Joint stereo refers to any stereo-encoding method that goes beyond simple encoding as two independent channels ("simple" or "L/R" stereo or DualMono). These methods exploit the similarities between channels and typically allow for more bits to be effectively used, increasing audio quality for a given bitrate. They are, however, not guaranteed to be perfect and could instead cause audible artifacts.
Some file formats, such as MP3, can do switch among these formats on-the-fly on a frame or sub-frame basis, for the sake of efficiency or quality. For example, a high-bitrate "joint stereo" MP3 file may contain a mixture of SS and MS frames, or it may contain all SS frames or all MS frames. Due to some historical accident, the term as applied in MP3 refers to a mixture of coding formats. In other words, a non-"joint stereo" MP3 will never contain a mixture of frame types.
Stereo coding methods or "modes"
Left-Right (L/R) or "Simple" Stereo (SS)
Simple stereo is the most straightforward method of coding a stereo signal: each channel is treated as a completely separate entity. This can be inefficient and may adversely impact quality (as compared to other modes) when both channels contain nearly identical signals (i.e., are mono or nearly so).
Mid-side Stereo (MS)
Mid-side stereo coding calculates a "mid"-channel by addition of left and right channel, and a "side"-channel by subtraction, i.e.:
- M = (L + R) / 2, S = (L - R) / 2
- L = M + S, R = M - S
Whenever a signal is concentrated in the middle of the stereo image (i.e. more mono-like), mid-side stereo can achieve a significant saving in bitrate, since one can use fewer bits to encode the side-channel. Even more important is the fact that by applying the inverse matrix in the decoder, the quantization noise becomes correlated and falls in the middle of the stereo image, where it is masked by the signal.
Unlike intensity stereo which destroys phase information, mid-side coding is mathematically lossless (although subsequent lossy compression may cause phase degredation). Correctly implemented mid-side stereo does very little or no damage to the stereo image and increases compression efficiency either by reducing size or increasing overall quality. Mid-side is also simple enough to be implemented in FM radio and stereophonic Vinyl.
Mid-side stereo can use coefficients other than 1 in encoding and decoding. Allowing different contributions from each channel allows the codec to adapt to off-balance sources and retain the bitrate savings. This extension is found in opus, where an angle can be encoded.
Intensity stereo coding is a method that achieves a saving in bitrate by replacing the left and the right signal by a single representing signal plus directional information (in the form of amplitude ratios for each frequency range). This replacement is psychoacoustically justified in the higher frequency range since the human auditory system is insensitive to the signal phase at frequencies above approximately 2 kHz. To maintain the justification, a codec may only apply intensity stereo to higher-frequency parameters.
Intensity stereo is by definition a lossy coding method thus it is primarily useful at low bitrates. For coding at higher bitrates only mid-side stereo should be used.
Parametric stereo, found in HE-AAC, is similar to intensity stereo, except that the directional information also includes phase and correlation. The phase information makes this algorithm also capable of keeping low frequency location cues (by inter-aural time differences), while the (de-)correlation information helps add ambience by synthesizing some difference between channels.
Parametric stereo is also lossy and mostly useful at low bitrates. It's only something that makes intensity stereo a little more bearable.
The phase aspect is covered by a few patents applied in 1997~2000 (EP1107232A3, EP0797324A2), which should have expired. The ambience part (EP1927266B1) will expire in 2026, so do not expect any new experimental codec to use it yet.

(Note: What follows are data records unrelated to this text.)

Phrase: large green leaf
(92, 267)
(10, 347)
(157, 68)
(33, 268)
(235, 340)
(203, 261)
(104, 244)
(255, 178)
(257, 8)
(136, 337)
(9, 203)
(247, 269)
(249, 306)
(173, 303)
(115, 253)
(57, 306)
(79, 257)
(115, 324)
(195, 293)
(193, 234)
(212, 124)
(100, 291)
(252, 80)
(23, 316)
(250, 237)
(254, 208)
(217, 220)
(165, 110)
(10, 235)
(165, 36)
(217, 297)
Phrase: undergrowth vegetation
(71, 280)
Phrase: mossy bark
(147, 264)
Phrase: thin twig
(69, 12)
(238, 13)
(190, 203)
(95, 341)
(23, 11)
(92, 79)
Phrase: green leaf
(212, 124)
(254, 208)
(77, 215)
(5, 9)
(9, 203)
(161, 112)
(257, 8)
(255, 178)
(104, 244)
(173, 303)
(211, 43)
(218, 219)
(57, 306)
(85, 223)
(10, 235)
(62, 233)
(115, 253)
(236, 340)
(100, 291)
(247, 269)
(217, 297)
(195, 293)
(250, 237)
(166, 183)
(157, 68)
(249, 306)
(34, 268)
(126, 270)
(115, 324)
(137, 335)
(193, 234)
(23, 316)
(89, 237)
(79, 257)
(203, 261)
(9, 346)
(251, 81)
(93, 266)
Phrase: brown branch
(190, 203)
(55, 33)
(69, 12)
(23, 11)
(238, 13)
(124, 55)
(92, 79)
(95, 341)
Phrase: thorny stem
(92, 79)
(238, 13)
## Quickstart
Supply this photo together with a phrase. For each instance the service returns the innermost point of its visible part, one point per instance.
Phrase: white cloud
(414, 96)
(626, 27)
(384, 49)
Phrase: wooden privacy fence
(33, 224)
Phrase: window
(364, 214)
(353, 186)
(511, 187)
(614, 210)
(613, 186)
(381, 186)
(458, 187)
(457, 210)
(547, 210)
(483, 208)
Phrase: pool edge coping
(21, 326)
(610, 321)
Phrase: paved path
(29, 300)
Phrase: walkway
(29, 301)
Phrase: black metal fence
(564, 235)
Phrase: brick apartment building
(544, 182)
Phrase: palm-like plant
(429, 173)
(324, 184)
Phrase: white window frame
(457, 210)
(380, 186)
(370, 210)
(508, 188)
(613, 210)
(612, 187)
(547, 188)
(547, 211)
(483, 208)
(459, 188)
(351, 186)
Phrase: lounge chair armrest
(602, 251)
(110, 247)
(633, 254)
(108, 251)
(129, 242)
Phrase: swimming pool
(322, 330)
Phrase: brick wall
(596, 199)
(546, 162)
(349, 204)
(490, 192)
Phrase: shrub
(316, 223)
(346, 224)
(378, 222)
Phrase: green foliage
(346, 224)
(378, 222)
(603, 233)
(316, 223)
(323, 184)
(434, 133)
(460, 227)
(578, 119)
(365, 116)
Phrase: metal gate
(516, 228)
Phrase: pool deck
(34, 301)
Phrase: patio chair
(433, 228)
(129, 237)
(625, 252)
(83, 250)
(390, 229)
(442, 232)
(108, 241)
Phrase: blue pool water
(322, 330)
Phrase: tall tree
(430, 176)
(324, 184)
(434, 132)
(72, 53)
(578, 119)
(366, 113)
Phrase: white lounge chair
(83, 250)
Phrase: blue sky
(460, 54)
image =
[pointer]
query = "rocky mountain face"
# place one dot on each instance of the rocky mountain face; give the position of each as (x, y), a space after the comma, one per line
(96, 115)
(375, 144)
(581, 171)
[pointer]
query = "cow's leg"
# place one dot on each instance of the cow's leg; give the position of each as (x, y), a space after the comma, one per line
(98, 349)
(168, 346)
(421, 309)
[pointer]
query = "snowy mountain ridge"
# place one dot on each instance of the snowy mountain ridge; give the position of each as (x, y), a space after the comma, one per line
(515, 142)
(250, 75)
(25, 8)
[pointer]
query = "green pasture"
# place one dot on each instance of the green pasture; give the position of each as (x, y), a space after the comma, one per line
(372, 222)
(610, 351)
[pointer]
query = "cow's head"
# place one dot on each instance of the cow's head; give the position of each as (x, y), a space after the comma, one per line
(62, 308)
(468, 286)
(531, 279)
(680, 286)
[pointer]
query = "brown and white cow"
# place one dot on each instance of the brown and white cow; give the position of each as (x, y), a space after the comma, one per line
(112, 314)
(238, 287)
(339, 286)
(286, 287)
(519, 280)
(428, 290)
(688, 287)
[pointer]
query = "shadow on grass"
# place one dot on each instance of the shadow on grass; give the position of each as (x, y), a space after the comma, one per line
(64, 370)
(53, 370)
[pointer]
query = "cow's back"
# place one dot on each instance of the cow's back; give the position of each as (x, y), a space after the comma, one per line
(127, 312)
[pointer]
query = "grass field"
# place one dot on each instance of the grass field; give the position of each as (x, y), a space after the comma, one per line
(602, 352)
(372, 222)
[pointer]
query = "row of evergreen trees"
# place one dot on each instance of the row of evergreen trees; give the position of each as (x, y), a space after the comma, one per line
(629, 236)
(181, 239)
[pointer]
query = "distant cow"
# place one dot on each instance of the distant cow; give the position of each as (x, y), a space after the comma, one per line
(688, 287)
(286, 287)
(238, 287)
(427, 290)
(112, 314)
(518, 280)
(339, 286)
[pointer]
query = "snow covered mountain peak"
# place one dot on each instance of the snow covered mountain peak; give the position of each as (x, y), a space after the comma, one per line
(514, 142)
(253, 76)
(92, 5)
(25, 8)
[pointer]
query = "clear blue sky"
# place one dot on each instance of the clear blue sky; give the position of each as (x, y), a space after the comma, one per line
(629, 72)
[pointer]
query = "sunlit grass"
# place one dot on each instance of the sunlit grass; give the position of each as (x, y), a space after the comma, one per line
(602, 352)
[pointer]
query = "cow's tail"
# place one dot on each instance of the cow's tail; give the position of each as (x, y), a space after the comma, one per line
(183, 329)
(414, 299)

Some early MP3 encoders didn't make ideal decisions about what mode to use from frame to frame in joint stereo files, or how much bandwidth to allocate to encoding the side channel. This led to a widespread but mistaken belief that an abundance of M/S frames, or the use of joint stereo in general, always negatively impacts channel separation and other measures of audio quality. This is not an issue with modern encoders. Modern, optimized encoders will switch between mid-side coding or simple stereo coding as necessary, depending on the correlation between the left and right channels, and will allocate channel bandwidth appropriately to ensure the best mode is used for each frame.
- See e.g. https://web.archive.org/web/20180714000735/http://jmvalin.ca/papers/aes135_opus_celt.pdf, sections 4.5 [IS frequency], 4.5.1 [M/S angle]
- Purnhagen, Heiko (October 5–8, 2004). LOW COMPLEXITY PARAMETRIC STEREO CODING IN MPEG-4" (PDF). 7th International Conference on Digital Audio Effects: 163–168.